My wife swears her E36 M3 had a shorter throw shifter and has been unhappy with the shifting of the E46 since we bought it. While an SSK seems to be the obvious solution, I'm concerned about raising the level of shifting effort to the point that she won't be happy. I think she would prefer the lower position that the UUC could offer (and I'm leaning in that direction), but that may raise the effort level as well. I would appreciate your thoughts. Your writeups are very helpful. Thanks for sharing.

Also Mike...CB M3 with 4500 miles so far.


----------



## mike_m3 (Apr 6, 2003)

lonestar said:


> Mike
> 
> My wife swears her E36 M3 had a shorter throw shifter and has been unhappy with the shifting of the E46 since we bought it. While an SSK seems to be the obvious solution, I'm concerned about raising the level of shifting effort to the point that she won't be happy. I think she would prefer the lower position that the UUC could offer (and I'm leaning in that direction), but that may raise the effort level as well. I would appreciate your thoughts. Your writeups are very helpful. Thanks for sharing.
> 
> Also Mike...CB M3 with 4500 miles so far.

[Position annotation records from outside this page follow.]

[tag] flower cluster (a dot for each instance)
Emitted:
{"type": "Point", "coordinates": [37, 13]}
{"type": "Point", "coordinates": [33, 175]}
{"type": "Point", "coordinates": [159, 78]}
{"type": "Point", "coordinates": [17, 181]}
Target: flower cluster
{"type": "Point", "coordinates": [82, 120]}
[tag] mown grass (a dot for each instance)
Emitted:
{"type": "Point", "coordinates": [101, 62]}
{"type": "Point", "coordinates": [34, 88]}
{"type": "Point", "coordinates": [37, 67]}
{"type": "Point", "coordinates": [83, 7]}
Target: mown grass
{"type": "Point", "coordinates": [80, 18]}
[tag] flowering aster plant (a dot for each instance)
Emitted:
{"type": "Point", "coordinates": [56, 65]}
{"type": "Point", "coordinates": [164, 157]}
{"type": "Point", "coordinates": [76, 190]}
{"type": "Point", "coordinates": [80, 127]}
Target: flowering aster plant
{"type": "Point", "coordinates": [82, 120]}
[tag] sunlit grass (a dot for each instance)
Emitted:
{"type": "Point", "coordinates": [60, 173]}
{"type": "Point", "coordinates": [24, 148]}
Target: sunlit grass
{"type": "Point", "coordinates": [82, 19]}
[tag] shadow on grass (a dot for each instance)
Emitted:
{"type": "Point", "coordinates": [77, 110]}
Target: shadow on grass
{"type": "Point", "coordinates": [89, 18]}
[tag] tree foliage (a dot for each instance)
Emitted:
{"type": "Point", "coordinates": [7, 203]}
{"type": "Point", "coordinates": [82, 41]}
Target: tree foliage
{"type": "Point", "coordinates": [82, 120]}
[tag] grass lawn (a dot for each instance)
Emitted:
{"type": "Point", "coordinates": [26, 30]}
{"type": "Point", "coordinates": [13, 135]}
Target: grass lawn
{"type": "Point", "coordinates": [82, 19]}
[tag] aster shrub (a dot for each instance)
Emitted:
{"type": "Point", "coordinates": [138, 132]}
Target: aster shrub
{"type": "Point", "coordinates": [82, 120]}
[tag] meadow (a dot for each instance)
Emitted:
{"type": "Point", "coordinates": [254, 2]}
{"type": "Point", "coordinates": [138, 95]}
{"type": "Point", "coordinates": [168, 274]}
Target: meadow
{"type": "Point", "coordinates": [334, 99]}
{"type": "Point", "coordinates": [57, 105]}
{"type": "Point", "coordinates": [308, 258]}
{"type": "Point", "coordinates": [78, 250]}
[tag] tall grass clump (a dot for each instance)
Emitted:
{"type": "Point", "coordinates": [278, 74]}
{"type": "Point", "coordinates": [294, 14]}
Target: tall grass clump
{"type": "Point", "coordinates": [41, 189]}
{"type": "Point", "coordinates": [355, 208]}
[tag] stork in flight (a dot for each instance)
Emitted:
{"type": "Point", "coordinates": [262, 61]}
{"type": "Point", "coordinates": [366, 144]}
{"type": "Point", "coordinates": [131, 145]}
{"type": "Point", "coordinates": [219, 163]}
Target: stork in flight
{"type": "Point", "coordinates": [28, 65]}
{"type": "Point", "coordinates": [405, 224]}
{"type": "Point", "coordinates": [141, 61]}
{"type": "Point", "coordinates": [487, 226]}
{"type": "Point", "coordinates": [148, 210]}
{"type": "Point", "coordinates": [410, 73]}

If you shorten the top section and/or extend the lower section of the shift lever you will decrease the distance the shft lever has to travel in order to complete the shift - kind of the basics of SSK's - BUT if you do one or both you will increase effort required to complete the shift. Physics is a _:nono::nono::nono::nono::nono: that way. I think UUC's kit adds very little effort to the shift vs. OEM. The lower you set the lever though the shorter the shift and the higher the effort. Just no way around that. UUC is pretty easy (or cheap) to install and you may wnat to give it a go and see what she thinks. In feel its a giant leap over the OEM shifter. You may also want to consider changing tranny fluid to RP Syncromax as that will lighten the shift a bit as well and may partially compensate for the inescapable physics of short shifters.


----------